Today is a defining moment in my life. Today marks the end
of my eighth semester at Louisiana State University. Although I will still be
enrolled for another two semesters, and while I am still technically a student,
I have come to the end of both teaching and taking classes at LSU. I will be enrolled because I still have yet to clear the final hurdle standing
between a PhD and me. That is largely due to the fact
that I have pissed away the last year doing next to nothing in writing that
dissertation. I have researched (not enough), I have consulted (also not
enough) and I thought about it (maybe too much), but I have not written
anything. And I was about to throw in the towel with a monumental “fuck it.” I
changed my mind. I will make the effort and that decision was also a defining
moment. In this period of defining moments, there is another big one – soon I
will be going back to Sacramento, I will be going home.
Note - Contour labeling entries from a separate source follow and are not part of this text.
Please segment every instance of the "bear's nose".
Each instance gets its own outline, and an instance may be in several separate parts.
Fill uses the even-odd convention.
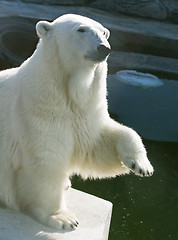
[[[106,58],[109,55],[109,53],[111,52],[111,49],[109,47],[106,47],[103,44],[100,44],[97,47],[97,52],[98,52],[98,55],[100,56],[100,58]]]

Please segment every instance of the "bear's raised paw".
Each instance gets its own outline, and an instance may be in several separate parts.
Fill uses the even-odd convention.
[[[58,230],[74,230],[78,224],[74,214],[68,211],[60,211],[51,215],[48,220],[48,226]]]
[[[122,163],[138,176],[149,177],[153,175],[154,169],[145,154],[138,154],[136,159],[126,158]]]

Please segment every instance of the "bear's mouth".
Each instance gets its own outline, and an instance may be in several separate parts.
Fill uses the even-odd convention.
[[[88,56],[86,56],[86,59],[93,61],[93,62],[102,62],[106,61],[109,54],[111,52],[111,48],[106,47],[103,44],[100,44],[96,51],[90,53]]]

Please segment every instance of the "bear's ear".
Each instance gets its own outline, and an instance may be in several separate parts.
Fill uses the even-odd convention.
[[[36,31],[40,38],[48,37],[51,33],[51,23],[47,21],[40,21],[36,24]]]

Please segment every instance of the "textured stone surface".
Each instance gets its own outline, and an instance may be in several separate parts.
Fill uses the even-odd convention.
[[[178,79],[178,60],[176,58],[113,51],[108,62],[109,70],[112,73],[123,69],[136,69],[164,78]]]
[[[0,209],[1,240],[107,240],[112,204],[103,199],[69,190],[68,205],[79,227],[70,232],[48,228],[19,212]]]

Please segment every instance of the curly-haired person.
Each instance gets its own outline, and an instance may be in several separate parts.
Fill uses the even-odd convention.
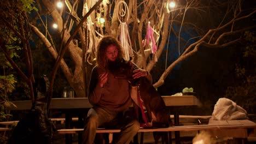
[[[115,78],[113,74],[124,61],[124,52],[119,41],[111,36],[103,37],[97,49],[97,65],[92,70],[88,91],[88,99],[93,107],[85,120],[83,143],[93,143],[96,130],[101,126],[121,129],[112,143],[129,143],[140,125],[132,115],[127,114],[132,105],[130,84],[125,79]],[[137,69],[133,73],[135,79],[152,79],[145,70]]]

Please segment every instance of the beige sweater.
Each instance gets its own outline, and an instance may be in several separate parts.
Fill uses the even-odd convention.
[[[101,87],[98,83],[99,75],[104,70],[96,66],[92,69],[88,99],[94,106],[100,106],[120,112],[128,109],[132,104],[129,83],[125,79],[116,79],[108,71],[108,81]]]

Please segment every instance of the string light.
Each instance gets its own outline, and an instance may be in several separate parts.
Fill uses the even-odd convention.
[[[170,3],[169,3],[169,7],[170,8],[173,8],[175,7],[176,6],[176,3],[174,2],[171,2]]]
[[[59,1],[56,4],[56,6],[58,8],[62,8],[63,7],[63,3],[62,2]]]
[[[54,24],[53,25],[53,27],[54,28],[56,29],[57,28],[58,28],[58,25],[57,25],[57,24],[56,24],[56,23],[54,23]]]

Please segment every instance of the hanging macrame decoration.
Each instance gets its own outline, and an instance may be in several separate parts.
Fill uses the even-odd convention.
[[[83,10],[83,16],[84,16],[85,14],[88,12],[89,9],[87,6],[87,4],[85,1],[84,3],[84,9]],[[85,28],[87,27],[87,29]],[[85,30],[86,29],[86,30]],[[95,33],[97,32],[94,29],[94,23],[91,20],[90,16],[87,18],[87,22],[84,24],[84,38],[86,39],[86,53],[88,54],[87,57],[86,61],[90,64],[92,64],[90,61],[93,60],[90,60],[90,58],[96,57],[96,52],[97,52],[96,46],[99,42],[99,39],[96,35]],[[87,37],[85,37],[85,33],[87,33]],[[98,34],[100,37],[103,37],[102,35]]]
[[[133,59],[133,53],[132,53],[132,48],[131,46],[131,39],[129,35],[129,31],[126,22],[123,22],[126,16],[129,18],[128,6],[124,1],[120,1],[118,4],[118,17],[120,22],[120,36],[119,39],[122,47],[124,49],[125,56],[124,59],[126,61]],[[127,20],[126,20],[127,21]]]
[[[156,45],[156,42],[158,40],[158,39],[156,40],[156,41],[155,40],[154,38],[154,32],[155,32],[158,36],[159,34],[155,32],[154,29],[151,27],[150,23],[149,22],[148,24],[148,27],[147,28],[147,33],[144,39],[143,45],[144,47],[144,49],[146,49],[147,47],[149,47],[151,48],[151,51],[153,53],[153,58],[155,62],[158,61],[158,58],[155,56],[155,53],[158,50],[158,47]]]

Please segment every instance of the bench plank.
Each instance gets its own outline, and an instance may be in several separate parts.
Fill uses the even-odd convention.
[[[219,130],[219,129],[247,129],[248,128],[255,128],[256,124],[202,124],[195,125],[173,126],[166,128],[143,129],[141,128],[138,132],[153,132],[153,131],[195,131],[200,130]],[[83,129],[59,129],[59,134],[75,134],[83,131]],[[120,129],[98,129],[98,133],[119,133]]]
[[[10,129],[7,128],[0,128],[0,131],[7,131],[9,130]]]

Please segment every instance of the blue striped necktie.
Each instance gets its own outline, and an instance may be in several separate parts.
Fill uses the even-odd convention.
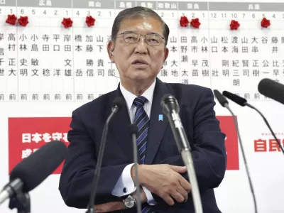
[[[145,152],[146,151],[147,136],[149,127],[149,117],[144,110],[144,104],[147,99],[143,96],[136,97],[133,101],[134,106],[136,106],[133,124],[138,127],[137,134],[137,148],[140,155],[142,163],[145,162]],[[146,203],[142,204],[142,213],[150,213],[149,205]]]
[[[144,104],[146,102],[147,99],[143,96],[136,97],[133,101],[133,104],[136,106],[133,124],[138,127],[136,143],[142,163],[145,162],[148,128],[149,126],[149,117],[144,110]]]

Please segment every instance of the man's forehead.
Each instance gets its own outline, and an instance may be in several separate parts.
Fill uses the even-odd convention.
[[[135,18],[123,20],[119,32],[136,31],[144,33],[162,33],[163,27],[160,21],[153,18]]]

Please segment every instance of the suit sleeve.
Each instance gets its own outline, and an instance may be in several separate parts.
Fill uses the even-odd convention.
[[[221,132],[214,105],[213,93],[207,89],[201,95],[194,114],[195,137],[191,153],[200,193],[218,187],[226,171],[225,135]],[[164,159],[158,164],[185,165],[180,155]],[[189,180],[187,173],[181,175]],[[156,195],[153,197],[161,201]]]
[[[70,145],[61,173],[59,190],[65,204],[76,208],[87,208],[97,164],[94,141],[74,111],[68,132]],[[122,171],[127,164],[101,168],[95,204],[116,200],[111,195]],[[110,175],[111,174],[111,175]]]

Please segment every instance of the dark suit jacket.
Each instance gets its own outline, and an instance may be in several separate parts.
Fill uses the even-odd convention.
[[[222,182],[226,165],[225,135],[213,109],[215,102],[211,89],[197,85],[163,83],[157,78],[148,135],[145,164],[184,165],[178,151],[168,118],[159,121],[163,114],[160,103],[165,94],[175,96],[180,104],[180,116],[192,147],[192,155],[203,212],[221,212],[216,204],[213,188]],[[101,137],[115,97],[122,96],[119,87],[75,110],[68,132],[70,145],[62,171],[59,190],[67,206],[86,208],[91,192]],[[110,121],[107,141],[96,194],[95,204],[121,199],[111,195],[125,166],[133,163],[131,124],[126,108]],[[188,180],[186,173],[182,176]],[[166,204],[156,195],[155,208],[158,212],[194,212],[191,196],[185,204]],[[124,210],[136,212],[136,208]]]

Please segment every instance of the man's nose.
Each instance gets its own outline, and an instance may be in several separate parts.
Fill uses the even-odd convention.
[[[140,36],[139,40],[136,43],[136,46],[135,47],[136,53],[146,53],[148,52],[146,39],[145,36],[141,35]]]

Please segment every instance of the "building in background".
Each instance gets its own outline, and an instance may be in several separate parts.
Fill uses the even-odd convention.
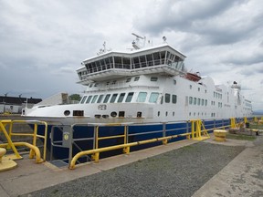
[[[22,109],[27,106],[32,108],[35,104],[41,102],[41,98],[22,98],[22,97],[7,97],[0,96],[0,114],[12,113],[19,114]]]

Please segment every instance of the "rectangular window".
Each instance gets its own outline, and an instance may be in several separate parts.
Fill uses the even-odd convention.
[[[104,100],[103,100],[103,103],[107,103],[109,98],[110,98],[110,94],[107,94],[105,98],[104,98]]]
[[[104,95],[100,95],[97,103],[100,103]]]
[[[190,104],[190,105],[193,104],[193,97],[189,97],[189,104]]]
[[[150,96],[150,98],[149,98],[149,102],[150,103],[156,103],[157,99],[158,99],[158,97],[159,97],[159,93],[158,92],[152,92],[151,96]]]
[[[165,97],[164,97],[165,103],[170,103],[170,100],[171,100],[171,95],[165,94]]]
[[[194,105],[196,105],[196,98],[194,98]]]
[[[115,99],[116,99],[117,96],[118,96],[118,94],[113,94],[112,97],[111,97],[111,98],[110,98],[110,103],[115,102]]]
[[[147,97],[147,92],[140,92],[136,102],[145,102]]]
[[[89,98],[88,98],[88,99],[87,99],[86,103],[89,103],[89,102],[90,102],[90,100],[91,100],[91,98],[92,98],[92,96],[89,96]]]
[[[87,96],[84,96],[84,97],[82,98],[80,103],[83,104],[83,103],[85,102],[86,98],[87,98]]]
[[[121,93],[117,102],[122,102],[125,93]]]
[[[173,95],[172,96],[172,103],[176,103],[177,102],[177,96],[176,95]]]
[[[197,99],[197,105],[200,105],[200,98],[198,98],[198,99]]]
[[[135,77],[134,81],[138,81],[140,79],[140,77]]]
[[[93,97],[92,100],[91,100],[91,103],[95,103],[97,98],[98,98],[98,95],[95,95],[95,96]]]
[[[151,78],[151,81],[157,81],[158,80],[158,78],[157,77],[152,77]]]
[[[133,94],[134,94],[134,92],[129,92],[129,93],[128,93],[128,96],[127,96],[127,98],[126,98],[126,99],[125,99],[125,102],[131,102],[131,101],[132,101],[132,97],[133,97]]]

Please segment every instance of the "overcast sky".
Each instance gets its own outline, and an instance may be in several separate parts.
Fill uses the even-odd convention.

The fact of the matter is that a PhD does not do all that
much for me professionally. It isn’t worth nothing, and it even has some monetary benefit, but at this point
in my life, considering my “non-traditional” status (traditional being a
student who is 20 years younger), the doors it would open are logistically closed
for me. It helps in some ways, to be sure, depending on which direction I choose to go, but too many of those
directions involve sacrifices I am not willing to make. I am not willing to
relocate outside of Northern California to where a tenure-track assistant
professorship position might be; I am not willing to jump through the
significant hoops involved in landing such a position and I do not have enough
career years left to climb the ladder even if I was willing to do everything
else.
But the PhD has become important to me – again – for the
reasons that it should have been all along. It is my personal Mount
Everest. It is a challenge I undertook that just 10 years ago wasn’t even a
fantasy; it was so far outside the realm of possibility that to even dream of
such a trajectory could be considered nothing more than delusional. Yet here I
am so close to the top that I can see it. It has not been an easy road. The
last 10 to 15 years have seen a complete rebuild of
a life I almost completely destroyed. And “completely destroyed" means dead. Starting
over doesn’t even begin to describe the journey of where I was to where I am.
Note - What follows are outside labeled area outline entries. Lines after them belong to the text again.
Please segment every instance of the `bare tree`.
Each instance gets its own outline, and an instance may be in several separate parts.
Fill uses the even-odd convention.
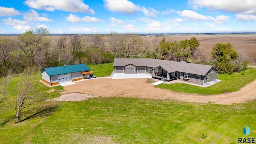
[[[6,76],[9,65],[8,60],[11,58],[10,53],[15,49],[16,44],[9,38],[1,39],[0,38],[0,60],[2,63],[4,69],[3,76]]]
[[[94,46],[97,48],[103,48],[104,42],[102,36],[99,34],[92,34],[90,37],[90,46]]]
[[[123,58],[124,57],[123,48],[120,46],[121,36],[121,34],[118,34],[116,32],[113,32],[110,34],[110,37],[108,39],[110,46],[115,53],[117,58]]]
[[[33,100],[36,97],[32,96],[32,88],[34,85],[32,76],[32,70],[25,70],[20,74],[20,82],[18,83],[17,92],[15,94],[14,110],[16,114],[16,121],[20,122],[20,112],[24,108],[32,104]]]
[[[8,75],[5,77],[3,78],[2,80],[2,82],[3,84],[3,87],[0,90],[0,96],[2,96],[0,98],[0,104],[1,104],[9,95],[9,93],[6,92],[6,89],[7,86],[12,81],[12,76]]]
[[[134,34],[114,34],[108,40],[110,46],[117,58],[135,58],[142,51],[143,41],[139,36]]]
[[[66,36],[61,36],[56,40],[57,47],[61,52],[65,51],[68,47],[68,38]]]
[[[78,34],[70,36],[70,50],[72,52],[72,54],[74,55],[76,52],[82,50],[83,46],[82,40],[81,36]]]
[[[35,64],[36,54],[50,44],[50,40],[46,37],[49,35],[47,28],[40,28],[37,29],[36,32],[30,30],[18,36],[18,46],[25,54],[30,66]]]
[[[155,50],[160,52],[160,38],[158,36],[154,36],[154,39],[151,40],[153,47],[155,48]]]

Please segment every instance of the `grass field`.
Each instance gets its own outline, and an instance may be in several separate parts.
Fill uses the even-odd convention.
[[[114,70],[113,63],[88,65],[92,71],[95,72],[93,75],[96,77],[109,76]]]
[[[242,72],[234,73],[230,75],[218,74],[218,78],[221,80],[221,81],[207,88],[181,83],[161,84],[156,87],[185,93],[203,95],[220,94],[239,90],[256,78],[256,70],[254,68],[248,69],[248,70],[244,72],[244,75],[242,75]]]
[[[54,103],[42,116],[0,127],[0,143],[237,143],[246,126],[255,136],[256,105],[100,97]]]

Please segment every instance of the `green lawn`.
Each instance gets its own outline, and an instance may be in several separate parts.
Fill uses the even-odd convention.
[[[218,74],[218,78],[221,80],[221,81],[207,88],[181,83],[162,84],[156,87],[186,93],[203,95],[221,94],[239,90],[256,78],[256,70],[254,68],[248,68],[244,72],[244,75],[242,75],[242,73],[235,73],[230,75]]]
[[[221,105],[128,98],[53,104],[0,127],[0,143],[230,144],[255,136],[256,102]],[[205,139],[201,138],[207,134]]]
[[[104,77],[110,76],[114,70],[113,63],[106,63],[98,64],[89,64],[87,66],[95,72],[94,76],[96,77]]]

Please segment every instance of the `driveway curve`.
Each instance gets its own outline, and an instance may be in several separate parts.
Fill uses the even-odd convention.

For me to leave the biggest prize on the table without even reaching out for it
is insane.
But even with a PhD, the Phoenix has not finished rising again
yet. There is still the little matter of getting a real job. I have been on the
periphery of gainful employment since a near fatal wreck in October of 2000.
That is not to say I haven’t been working all that time, but much of that work
has been on my education. As an undergrad, I worked part-time writing news and
full-time on getting excellent grades. As an MA graduate student, I worked as a
teaching associate at California State University, Sacramento while I also
worked more than full-time earning my MA. As a doctoral student at LSU, I also worked
part-time as a TA and much more than full time on my own coursework. A nine to
five, 40-hour workweek is not something I would even recognize anymore. There has
not been a single moment in my graduate studies when there wasn’t something on
my plate, something I could be doing… something I should be doing.
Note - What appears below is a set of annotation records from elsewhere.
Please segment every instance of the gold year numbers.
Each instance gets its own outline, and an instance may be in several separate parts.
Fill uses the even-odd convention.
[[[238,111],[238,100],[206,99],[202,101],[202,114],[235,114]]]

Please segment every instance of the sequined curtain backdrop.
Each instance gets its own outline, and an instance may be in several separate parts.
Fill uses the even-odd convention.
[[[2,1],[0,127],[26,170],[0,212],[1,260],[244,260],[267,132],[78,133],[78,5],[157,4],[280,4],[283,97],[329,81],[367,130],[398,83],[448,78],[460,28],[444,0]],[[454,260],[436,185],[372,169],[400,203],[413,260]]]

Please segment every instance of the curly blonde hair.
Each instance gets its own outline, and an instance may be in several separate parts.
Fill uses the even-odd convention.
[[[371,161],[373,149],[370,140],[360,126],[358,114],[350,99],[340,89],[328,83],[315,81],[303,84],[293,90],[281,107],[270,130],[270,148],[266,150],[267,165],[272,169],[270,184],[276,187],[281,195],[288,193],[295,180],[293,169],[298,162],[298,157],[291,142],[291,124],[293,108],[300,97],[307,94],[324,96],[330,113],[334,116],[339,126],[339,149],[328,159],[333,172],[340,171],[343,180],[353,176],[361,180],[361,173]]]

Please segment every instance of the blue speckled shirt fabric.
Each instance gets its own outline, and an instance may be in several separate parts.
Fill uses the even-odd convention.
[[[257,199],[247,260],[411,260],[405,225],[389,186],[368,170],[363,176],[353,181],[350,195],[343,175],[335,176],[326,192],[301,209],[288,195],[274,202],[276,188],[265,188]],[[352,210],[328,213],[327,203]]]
I have spent most of the last four years in Baton Rouge. I
have never been that far away from home for that long in my entire 52 years on
the planet. Had I logically thought about the practical implications of a
doctoral degree, I probably would have decided the effort is not worth the
payoff. But there is a payoff that
defies logic. Hell, I defy logic. I
do and have done lots of things that I probably should not do, but in the grand
scheme of things, at least this thing has some merit. And when all is said and
done, I will have climbed that mountain. The key, then, is to not fall off it. I
don’t know how many flights the Phoenix has left.